赤い顔のまま焦る朱莉が可愛いと思いながら、その手は自然と恋人つなぎに変わっていく。

朱莉は、もう観念したのか、その赤い顔を隠すように、俯いたまま俺の半歩後ろをついてくる。

…でも、俺を握る手をギュッと掴んで。

…あ~、なんでお前はこんなに俺を熱くさせるんだろう。

今にも理性は飛んでしまいそうになる。それでも、俺は理性を飛ばさないように必死に堪えている。


「…今夜は何を食べる?」
「…司が作ってくれたものなら何でも」

その言葉に驚き、足を止めると朱莉を見下ろす。
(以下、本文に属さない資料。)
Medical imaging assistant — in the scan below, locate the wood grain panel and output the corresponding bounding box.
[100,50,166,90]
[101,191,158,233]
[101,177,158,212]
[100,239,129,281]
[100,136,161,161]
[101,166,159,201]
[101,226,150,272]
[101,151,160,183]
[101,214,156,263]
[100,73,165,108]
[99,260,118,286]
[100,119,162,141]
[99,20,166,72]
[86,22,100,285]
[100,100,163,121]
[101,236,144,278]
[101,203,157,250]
すると、朱莉は可愛らしい笑顔でこう言った。

「だって、前に作ってくれた、司の料理がスッゴク美味しかったから」
「・・・・」

「…ダメ?」

…上目遣いに、そんな事を言われてしまうと。

「・・・しょうがねぇな。冷蔵庫に何が入ってたっけ?」

なんて、つい、のせられてしまう。

「…司、大好き」

…この小悪魔め。

と思ったけど、そんな朱莉を好きになってしまったオレが完敗なのは、あえて口にはしなかった。